"Figuriamoci se gli agenti della Polizia si mettono a spiare gli italiani su Facebook". Con queste parole il direttore centrale della PolPost,
Antonio Apruzzese, smentisce l'Espresso.
Secondo il settimanale, in edicola oggi, le istituzioni italiane avrebbero stretto un
accordo segreto con Facebook. Accordo che avrebbe permesso a circa 400 agenti della Direzione Investigativa di spiare e schedare i 17 milioni di italiani registrati al sito, senza preoccuparsi di richiedere le autorizzazioni alla magistratura.
"Ogni accesso ai contenuti di Facebook richiede sempre e comunque la preventiva autorizzazione della magistratura" continua Apruzzese, che sembra voler chiarire i fatti una volta per tutte "Se violassimo la rete senza le autorizzazioni necessarie commetteremmo un
reato penale e, inoltre,
l'indagine non avrebbe nessun valore processuale".
Tutto molto semplice, sembrerebbe. In sostanza,
per alcune tipologie di reato, la Polizia Postale può fare a meno delle autorizzazioni internazionali già da tempo e senza il bisogno di accordarsi con Facebook.

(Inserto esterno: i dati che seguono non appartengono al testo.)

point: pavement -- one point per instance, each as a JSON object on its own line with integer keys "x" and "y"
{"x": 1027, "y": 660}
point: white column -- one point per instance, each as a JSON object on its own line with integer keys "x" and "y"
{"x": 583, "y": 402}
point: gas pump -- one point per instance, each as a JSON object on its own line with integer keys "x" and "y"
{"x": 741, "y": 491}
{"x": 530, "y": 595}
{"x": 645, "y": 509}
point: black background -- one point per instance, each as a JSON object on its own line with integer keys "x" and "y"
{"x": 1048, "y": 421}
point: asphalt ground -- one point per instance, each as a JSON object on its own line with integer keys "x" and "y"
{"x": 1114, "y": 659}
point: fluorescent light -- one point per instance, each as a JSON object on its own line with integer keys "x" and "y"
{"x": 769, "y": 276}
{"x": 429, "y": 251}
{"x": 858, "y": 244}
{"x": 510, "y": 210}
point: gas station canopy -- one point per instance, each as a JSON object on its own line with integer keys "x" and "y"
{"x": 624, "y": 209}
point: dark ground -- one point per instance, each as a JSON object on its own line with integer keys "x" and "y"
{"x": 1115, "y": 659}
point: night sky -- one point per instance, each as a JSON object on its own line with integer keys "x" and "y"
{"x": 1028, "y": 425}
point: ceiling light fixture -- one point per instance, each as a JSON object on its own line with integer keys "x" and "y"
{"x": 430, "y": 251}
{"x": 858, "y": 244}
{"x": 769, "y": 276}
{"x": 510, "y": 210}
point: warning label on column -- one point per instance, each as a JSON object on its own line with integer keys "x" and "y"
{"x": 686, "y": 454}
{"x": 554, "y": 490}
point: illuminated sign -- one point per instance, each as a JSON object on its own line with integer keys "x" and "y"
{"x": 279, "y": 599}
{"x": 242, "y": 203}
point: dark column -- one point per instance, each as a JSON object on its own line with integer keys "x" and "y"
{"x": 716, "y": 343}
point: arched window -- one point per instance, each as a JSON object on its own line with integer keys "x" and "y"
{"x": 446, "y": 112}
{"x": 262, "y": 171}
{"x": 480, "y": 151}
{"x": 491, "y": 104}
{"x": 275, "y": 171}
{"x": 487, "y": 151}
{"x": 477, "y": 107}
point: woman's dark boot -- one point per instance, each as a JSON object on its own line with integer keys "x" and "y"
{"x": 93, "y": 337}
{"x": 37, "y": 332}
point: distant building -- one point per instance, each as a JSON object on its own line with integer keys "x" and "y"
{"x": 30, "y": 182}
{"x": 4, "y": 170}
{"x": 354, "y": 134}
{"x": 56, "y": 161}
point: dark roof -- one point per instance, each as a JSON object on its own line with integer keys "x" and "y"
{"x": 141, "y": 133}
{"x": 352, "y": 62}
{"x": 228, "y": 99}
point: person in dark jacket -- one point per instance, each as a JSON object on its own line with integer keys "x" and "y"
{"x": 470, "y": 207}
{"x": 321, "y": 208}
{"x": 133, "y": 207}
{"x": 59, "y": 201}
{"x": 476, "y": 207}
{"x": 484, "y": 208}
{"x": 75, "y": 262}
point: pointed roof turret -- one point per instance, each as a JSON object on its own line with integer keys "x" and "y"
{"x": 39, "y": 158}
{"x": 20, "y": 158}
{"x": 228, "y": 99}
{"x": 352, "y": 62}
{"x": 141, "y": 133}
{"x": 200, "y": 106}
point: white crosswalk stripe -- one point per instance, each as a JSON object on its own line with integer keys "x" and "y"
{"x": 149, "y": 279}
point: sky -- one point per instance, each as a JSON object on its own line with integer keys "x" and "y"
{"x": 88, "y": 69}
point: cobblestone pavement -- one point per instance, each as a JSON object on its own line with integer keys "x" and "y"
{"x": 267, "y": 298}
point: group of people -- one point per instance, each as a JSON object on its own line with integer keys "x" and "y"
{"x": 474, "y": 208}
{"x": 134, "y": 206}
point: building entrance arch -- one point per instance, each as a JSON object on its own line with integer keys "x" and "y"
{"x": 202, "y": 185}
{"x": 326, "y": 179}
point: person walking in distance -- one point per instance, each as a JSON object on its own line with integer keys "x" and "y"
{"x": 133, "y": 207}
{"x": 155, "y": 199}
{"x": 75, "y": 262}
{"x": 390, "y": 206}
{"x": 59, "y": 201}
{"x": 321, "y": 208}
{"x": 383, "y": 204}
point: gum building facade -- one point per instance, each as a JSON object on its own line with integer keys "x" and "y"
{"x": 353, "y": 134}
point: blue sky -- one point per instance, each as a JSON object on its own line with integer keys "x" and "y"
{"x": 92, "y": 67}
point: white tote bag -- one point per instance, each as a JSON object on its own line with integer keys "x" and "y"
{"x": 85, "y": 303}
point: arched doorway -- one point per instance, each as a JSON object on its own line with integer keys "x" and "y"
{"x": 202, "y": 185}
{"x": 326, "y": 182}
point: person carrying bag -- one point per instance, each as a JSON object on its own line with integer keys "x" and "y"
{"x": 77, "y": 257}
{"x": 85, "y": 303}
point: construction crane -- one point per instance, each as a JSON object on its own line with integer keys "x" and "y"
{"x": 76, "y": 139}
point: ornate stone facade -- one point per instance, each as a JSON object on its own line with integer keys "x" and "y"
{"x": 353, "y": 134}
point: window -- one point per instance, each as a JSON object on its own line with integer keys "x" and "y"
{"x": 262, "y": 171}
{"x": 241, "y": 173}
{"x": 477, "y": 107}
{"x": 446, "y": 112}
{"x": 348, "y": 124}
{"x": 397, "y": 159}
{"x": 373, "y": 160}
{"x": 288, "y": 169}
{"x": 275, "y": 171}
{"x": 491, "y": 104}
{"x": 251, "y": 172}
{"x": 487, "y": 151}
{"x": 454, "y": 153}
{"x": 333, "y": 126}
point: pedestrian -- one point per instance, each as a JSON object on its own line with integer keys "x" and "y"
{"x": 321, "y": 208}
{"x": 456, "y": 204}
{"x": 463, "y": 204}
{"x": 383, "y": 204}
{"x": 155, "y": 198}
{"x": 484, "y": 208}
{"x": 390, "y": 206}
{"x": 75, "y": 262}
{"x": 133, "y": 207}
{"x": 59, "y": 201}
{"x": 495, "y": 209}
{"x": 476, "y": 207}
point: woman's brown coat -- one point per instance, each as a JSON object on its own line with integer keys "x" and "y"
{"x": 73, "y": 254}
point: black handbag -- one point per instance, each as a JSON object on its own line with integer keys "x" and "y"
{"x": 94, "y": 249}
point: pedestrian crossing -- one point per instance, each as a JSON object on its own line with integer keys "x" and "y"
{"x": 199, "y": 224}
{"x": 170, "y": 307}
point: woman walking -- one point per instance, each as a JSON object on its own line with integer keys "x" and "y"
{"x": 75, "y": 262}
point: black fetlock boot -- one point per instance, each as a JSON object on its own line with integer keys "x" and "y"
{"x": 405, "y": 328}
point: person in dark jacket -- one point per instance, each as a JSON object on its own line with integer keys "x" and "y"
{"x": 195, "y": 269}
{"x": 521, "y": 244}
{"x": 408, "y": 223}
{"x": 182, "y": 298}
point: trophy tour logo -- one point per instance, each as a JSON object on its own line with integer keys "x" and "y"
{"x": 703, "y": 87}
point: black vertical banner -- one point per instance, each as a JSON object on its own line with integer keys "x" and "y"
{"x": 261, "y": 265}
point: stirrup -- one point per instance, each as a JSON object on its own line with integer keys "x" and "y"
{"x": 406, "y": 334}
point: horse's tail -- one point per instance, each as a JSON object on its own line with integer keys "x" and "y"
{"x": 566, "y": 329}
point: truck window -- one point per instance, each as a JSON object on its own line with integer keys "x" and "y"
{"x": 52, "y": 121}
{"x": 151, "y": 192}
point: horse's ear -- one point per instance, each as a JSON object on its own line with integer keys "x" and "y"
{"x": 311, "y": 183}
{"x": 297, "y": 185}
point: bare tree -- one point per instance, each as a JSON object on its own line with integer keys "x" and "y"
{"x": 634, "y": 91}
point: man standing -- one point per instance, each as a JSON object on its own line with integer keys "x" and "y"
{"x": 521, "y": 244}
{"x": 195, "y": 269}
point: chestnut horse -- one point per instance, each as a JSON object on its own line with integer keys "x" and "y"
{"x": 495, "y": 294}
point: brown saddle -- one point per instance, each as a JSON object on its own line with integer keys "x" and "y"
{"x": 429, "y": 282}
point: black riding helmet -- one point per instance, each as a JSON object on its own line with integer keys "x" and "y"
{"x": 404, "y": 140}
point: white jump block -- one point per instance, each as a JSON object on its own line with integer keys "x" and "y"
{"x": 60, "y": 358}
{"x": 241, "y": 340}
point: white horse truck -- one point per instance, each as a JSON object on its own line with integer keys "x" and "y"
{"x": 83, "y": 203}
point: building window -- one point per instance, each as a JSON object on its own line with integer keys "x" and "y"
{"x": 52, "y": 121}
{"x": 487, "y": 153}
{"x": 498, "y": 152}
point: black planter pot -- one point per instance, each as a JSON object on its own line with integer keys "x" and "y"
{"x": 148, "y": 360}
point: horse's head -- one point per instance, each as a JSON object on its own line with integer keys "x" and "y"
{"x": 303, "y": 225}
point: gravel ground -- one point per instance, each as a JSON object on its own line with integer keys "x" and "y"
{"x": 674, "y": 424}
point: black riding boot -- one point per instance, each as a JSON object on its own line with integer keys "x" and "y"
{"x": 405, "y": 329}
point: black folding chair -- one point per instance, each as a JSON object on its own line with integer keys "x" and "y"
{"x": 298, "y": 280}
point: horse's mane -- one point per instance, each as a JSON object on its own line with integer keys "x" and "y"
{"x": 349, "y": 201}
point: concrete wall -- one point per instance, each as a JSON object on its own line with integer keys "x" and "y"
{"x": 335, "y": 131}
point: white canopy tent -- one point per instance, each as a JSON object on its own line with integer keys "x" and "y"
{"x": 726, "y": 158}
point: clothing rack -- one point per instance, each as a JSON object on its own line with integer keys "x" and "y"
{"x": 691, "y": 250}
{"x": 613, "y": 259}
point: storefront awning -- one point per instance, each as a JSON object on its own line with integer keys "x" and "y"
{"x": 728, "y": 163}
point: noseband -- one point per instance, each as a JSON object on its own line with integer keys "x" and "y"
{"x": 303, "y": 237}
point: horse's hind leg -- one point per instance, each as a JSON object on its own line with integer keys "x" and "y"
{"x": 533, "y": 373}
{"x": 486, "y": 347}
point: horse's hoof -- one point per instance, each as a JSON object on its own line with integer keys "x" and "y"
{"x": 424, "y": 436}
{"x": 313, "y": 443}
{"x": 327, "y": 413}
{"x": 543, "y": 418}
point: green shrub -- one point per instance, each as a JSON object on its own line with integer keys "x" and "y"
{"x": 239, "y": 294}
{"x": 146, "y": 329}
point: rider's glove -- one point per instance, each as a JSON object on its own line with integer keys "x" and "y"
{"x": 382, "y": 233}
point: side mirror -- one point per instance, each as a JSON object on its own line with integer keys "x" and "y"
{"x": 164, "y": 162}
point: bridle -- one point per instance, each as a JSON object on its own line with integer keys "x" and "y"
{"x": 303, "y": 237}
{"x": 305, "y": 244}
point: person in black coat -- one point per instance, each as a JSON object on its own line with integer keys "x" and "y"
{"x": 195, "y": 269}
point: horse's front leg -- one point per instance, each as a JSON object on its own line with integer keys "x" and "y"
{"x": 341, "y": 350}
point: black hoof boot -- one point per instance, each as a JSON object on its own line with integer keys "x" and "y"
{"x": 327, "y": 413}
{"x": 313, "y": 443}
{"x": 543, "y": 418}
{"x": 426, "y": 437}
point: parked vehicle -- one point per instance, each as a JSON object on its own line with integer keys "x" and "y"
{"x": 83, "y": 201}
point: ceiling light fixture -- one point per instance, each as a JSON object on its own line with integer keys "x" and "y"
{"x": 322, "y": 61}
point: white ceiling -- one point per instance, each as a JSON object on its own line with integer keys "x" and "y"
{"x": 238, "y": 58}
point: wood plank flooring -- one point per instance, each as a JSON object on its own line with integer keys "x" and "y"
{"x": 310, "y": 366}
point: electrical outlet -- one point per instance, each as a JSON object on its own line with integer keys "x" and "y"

Lo spiega in modo schietto proprio Apruzzese:
"Se qualcuno su Facebook annuncia che si vuole uccidere, che facciamo? Avviamo tutte le pratiche delle convenzioni internazionali? Certo che no, interveniamo subito, ovviamente con l'appoggio della magistratura".
Un incontro però c'è stato, lo scorso ottobre in Italia. I responsabili di Facebook, accompagnati dai loro legali, hanno illustrato alla Direzione Centrale della PolPost le
procedure per richiedere ed ottenere l'accesso alla rete per vicende giudiziarie.
"Hanno spiegato punto su punto, abbiamo stilato insieme le linee guida e girato le direttive a tutti gli organismi di polizia italiana» conclude Apruzzese.
La smentita degli organi competenti è chiara e precisa, ma probabilmente la polemica si protrarrà nel tempo.